New at iconic 16 Court Street: Great coffee, Gregory himself
If Bernie Sanders’ campaign logo seems familiar to you, it might be because it’s remarkably similar to the Gregory’s Coffee logo, ubiquitous for the past 10 years among college students.
But Downtown Brooklyn denizens may recognize Gregory as the guy who managed the Zams food stop on Fulton Street from 2004 to 2005, as a summer intern at the Wenig Saltiel law firm at 26 Court St., as a student at Brooklyn Law School or resident of Monroe Place and Montague Street.
“I’ve been looking for a location in Downtown Brooklyn for years,” said Gregory Zamfotis, owner of the coffee chain that bears his name. “I lived here for five years and know the neighborhood very well.” When a chance came up to rent in an SL Green building, he said he grabbed it, signing the lease about 18 months ago.
After a short stint at a law firm, Zamfotis realized law was not the right fit for him. He jumped at the chance to manage his father’s prepared food store, called Zams, on Fulton Street between Boerum Place and Pearl Street, deciding to rely on his undergrad business degree in operations management to see how he liked running a food service business. Turns out he loved it. “I’d been shredding carrots for my father since I was 5, and delivering orders as a teenager,” he said, so it was very familiar.
Zamfotis’ father, a Marine Park native, owned Max’s Donuts in Bay Ridge; seven Zams locations; a couple of old-timey, diner style coffee shops; three PGS deli locations; and still owns Charlie’s, a pizza/deli spot at 110 Trinity Place.
“While I was managing the Brooklyn Zams, my father and I would meet often at Starbucks on Joralemon Street to discuss how things were going, and we’d pick apart things I’d do differently if I had my own coffee place,” Zamfotis said. “At that time, the landscape in NYC was Starbucks, with very few alternatives.”
The first Gregory’s Coffee opened 10 years ago on Park Avenue and 24th Street in Manhattan, and Zamfotis spent three years developing his niche, focusing on the right mix of drink offerings, what he wanted his staff to know and how the store could operate at peak efficiency. The store on Montague at Court is his 17th.

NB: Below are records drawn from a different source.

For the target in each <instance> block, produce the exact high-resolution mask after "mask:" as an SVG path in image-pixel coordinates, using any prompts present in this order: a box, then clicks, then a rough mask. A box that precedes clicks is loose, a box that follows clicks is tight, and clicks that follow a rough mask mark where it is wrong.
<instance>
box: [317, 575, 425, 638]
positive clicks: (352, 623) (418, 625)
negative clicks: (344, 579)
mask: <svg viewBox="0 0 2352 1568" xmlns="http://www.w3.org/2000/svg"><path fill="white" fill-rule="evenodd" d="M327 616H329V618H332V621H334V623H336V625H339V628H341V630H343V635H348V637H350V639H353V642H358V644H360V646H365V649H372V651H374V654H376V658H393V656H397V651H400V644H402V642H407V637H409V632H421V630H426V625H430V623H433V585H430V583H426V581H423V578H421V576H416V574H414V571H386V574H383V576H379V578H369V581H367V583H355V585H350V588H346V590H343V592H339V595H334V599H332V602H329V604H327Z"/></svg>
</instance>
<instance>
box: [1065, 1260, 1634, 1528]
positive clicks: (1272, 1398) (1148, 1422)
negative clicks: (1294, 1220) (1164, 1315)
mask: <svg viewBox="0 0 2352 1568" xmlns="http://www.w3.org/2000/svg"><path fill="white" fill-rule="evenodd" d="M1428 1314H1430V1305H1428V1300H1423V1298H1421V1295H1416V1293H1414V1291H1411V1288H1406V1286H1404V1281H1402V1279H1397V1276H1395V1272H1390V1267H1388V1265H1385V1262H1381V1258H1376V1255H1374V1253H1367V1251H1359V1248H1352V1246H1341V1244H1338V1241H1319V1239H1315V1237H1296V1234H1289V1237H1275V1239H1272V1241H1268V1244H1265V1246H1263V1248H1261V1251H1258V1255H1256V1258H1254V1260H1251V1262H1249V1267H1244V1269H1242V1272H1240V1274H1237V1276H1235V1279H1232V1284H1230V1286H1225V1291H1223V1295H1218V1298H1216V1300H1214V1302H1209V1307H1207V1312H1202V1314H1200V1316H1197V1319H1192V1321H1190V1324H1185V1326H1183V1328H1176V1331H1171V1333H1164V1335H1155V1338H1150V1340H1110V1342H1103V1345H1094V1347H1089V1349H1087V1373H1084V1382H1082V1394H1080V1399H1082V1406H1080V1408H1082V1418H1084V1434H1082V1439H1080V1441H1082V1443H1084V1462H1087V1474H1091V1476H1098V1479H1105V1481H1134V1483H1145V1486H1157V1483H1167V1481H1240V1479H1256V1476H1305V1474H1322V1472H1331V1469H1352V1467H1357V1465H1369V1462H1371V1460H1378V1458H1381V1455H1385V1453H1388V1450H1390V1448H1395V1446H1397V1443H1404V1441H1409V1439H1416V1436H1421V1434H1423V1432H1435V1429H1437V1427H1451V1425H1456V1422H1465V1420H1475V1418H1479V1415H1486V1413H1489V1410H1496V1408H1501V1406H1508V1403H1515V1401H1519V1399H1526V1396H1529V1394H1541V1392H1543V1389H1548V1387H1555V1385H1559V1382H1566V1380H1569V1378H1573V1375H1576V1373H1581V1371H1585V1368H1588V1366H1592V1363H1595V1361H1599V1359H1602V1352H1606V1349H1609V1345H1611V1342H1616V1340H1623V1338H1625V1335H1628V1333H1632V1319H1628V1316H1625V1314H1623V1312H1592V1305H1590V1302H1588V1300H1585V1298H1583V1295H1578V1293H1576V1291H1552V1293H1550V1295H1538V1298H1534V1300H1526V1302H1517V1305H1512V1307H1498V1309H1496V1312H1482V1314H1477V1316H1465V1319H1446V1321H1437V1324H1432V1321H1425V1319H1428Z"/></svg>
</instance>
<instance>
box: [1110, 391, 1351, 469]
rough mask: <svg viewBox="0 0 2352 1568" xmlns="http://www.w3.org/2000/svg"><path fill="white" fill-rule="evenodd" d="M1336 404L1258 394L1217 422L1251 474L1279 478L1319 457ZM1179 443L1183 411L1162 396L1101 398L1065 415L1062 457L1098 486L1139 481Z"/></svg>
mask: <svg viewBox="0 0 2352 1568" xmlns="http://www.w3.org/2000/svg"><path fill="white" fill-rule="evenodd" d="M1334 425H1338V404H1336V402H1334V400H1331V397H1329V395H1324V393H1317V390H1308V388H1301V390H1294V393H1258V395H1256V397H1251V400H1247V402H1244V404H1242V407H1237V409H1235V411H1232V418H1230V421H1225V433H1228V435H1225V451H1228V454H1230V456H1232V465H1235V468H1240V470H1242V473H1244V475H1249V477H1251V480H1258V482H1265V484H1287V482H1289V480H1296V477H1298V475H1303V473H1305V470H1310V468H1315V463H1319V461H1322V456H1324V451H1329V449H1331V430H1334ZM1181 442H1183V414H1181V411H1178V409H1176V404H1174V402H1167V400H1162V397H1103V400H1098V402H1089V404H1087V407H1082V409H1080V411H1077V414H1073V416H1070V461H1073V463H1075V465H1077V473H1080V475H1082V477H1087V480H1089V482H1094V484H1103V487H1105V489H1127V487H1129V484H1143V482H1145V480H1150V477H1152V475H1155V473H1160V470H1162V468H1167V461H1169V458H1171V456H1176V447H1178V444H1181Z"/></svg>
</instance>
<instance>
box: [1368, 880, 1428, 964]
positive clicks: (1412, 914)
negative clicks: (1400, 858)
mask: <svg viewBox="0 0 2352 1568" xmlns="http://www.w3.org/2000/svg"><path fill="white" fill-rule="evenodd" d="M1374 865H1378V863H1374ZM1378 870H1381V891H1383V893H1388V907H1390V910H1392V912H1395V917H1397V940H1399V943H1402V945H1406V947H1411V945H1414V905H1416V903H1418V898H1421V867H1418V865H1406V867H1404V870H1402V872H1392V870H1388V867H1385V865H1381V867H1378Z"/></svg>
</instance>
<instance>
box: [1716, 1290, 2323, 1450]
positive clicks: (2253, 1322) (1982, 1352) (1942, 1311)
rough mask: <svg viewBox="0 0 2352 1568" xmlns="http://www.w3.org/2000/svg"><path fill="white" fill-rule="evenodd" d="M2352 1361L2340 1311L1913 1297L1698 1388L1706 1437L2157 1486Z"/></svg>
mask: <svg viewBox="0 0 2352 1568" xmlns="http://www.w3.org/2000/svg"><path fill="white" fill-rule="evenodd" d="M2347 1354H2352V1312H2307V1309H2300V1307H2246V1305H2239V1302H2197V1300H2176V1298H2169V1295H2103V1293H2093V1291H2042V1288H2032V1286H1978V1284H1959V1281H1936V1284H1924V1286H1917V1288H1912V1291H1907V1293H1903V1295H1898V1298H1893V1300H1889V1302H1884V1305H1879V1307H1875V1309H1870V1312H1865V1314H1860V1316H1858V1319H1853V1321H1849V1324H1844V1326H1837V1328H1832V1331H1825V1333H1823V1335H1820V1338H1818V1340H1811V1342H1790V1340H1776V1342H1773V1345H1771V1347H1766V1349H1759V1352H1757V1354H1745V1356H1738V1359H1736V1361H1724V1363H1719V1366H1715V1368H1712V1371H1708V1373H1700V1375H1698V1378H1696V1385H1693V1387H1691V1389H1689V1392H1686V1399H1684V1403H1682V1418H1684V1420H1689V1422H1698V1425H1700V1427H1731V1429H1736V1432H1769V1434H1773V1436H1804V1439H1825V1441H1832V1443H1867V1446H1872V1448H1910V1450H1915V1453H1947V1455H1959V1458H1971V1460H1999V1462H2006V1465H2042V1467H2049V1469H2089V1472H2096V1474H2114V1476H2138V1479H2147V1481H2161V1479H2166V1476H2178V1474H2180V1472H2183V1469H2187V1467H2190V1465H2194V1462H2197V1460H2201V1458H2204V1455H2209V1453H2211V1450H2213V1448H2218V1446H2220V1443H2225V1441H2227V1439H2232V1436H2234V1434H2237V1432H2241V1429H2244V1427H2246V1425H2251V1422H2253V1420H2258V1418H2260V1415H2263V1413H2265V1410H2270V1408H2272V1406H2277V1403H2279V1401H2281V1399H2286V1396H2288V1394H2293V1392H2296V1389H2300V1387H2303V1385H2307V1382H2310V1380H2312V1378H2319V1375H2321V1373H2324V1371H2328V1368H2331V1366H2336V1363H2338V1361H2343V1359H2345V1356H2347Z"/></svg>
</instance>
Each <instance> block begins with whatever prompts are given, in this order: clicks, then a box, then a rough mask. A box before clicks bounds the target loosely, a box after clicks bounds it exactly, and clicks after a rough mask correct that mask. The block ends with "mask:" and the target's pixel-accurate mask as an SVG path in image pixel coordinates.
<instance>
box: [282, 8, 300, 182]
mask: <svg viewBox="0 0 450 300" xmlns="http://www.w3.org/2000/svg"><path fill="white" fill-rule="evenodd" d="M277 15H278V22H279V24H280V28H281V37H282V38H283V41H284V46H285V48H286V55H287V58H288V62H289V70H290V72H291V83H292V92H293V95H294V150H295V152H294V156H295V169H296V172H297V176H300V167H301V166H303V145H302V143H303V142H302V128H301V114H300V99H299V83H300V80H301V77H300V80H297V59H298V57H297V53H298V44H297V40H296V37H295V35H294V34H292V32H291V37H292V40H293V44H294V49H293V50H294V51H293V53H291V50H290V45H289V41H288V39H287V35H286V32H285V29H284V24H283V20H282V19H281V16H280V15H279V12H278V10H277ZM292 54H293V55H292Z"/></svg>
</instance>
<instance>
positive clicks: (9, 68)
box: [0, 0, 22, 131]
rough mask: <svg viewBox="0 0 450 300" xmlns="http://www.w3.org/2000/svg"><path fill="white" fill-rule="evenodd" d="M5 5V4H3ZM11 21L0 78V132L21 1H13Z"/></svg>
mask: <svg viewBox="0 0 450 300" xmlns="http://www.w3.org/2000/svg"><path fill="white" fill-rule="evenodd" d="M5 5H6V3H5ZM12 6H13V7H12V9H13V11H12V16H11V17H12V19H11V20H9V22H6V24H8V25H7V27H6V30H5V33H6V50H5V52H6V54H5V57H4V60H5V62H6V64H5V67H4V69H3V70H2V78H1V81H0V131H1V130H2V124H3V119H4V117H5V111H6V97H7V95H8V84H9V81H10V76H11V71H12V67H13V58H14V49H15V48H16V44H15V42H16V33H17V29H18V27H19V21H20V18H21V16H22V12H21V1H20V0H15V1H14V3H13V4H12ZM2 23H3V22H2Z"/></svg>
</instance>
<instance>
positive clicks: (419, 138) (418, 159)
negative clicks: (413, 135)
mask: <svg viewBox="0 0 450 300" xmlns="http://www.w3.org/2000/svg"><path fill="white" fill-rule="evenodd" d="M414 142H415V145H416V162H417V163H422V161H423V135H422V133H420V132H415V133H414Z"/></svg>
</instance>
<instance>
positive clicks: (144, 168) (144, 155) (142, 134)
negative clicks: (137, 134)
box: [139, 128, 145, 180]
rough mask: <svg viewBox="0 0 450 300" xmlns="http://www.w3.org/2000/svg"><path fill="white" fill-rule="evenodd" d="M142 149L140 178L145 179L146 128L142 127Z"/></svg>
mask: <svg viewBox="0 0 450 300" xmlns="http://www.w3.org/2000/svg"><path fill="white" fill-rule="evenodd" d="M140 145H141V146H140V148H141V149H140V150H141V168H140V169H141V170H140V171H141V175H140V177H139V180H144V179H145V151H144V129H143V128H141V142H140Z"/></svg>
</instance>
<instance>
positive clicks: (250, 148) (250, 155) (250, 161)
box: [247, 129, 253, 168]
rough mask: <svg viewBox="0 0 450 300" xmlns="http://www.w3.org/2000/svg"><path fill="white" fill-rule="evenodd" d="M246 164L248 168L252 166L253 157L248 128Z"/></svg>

Zamfotis prides himself on developing workflow systems to achieve maximum output. “While Starbucks is known for long lines, we traffic an equivalent number of customers through our locations, despite their being smaller spaces,” Zamfotis said. And other things that set Gregory’s Coffee apart? “Every one of my team members can fully explain every item on the menu, and make intelligent suggestions on what to order. And we actually follow recipes, not just press a button and it’s done automatically.”
Astonishingly, Zamfotis says his staff adjusts the grind setting for their espresso 150 times per day, to give the very best quality. “The humidity and air pressure affects the grind, the way it clumps up, and the way your coffee tastes,” Zamfotis explained. At other chains, the grind setting stays the same all day long. His personal favorite drink is the single origin (beans all from one place, not a blend) aero-pressed coffee, “which is a mini-science experiment every time you brew it.”
Similarities between wine and coffee may seem distant, but there are actually some striking ones regarding flavor notes. Gregory’s features a coffee from Burundi which has hints of grapefruit, cherry and black tea flavors. These are not added flavors but essential to the beans themselves. While wine has about 70 flavor notes, coffee has more than 750, Zamfotis said, which is one reason he finds the coffee business so fascinating. “But with coffee, you’re dealing with a $2 drink, versus a $50 bottle of wine.” So you can enjoy all the complexity without a big price tag.
Gregory’s Coffee at 16 Court St. (entrance on Montague) is open Monday through Friday from 8 a.m. to 6 p.m., and 7 a.m. to 7 p.m. on weekends.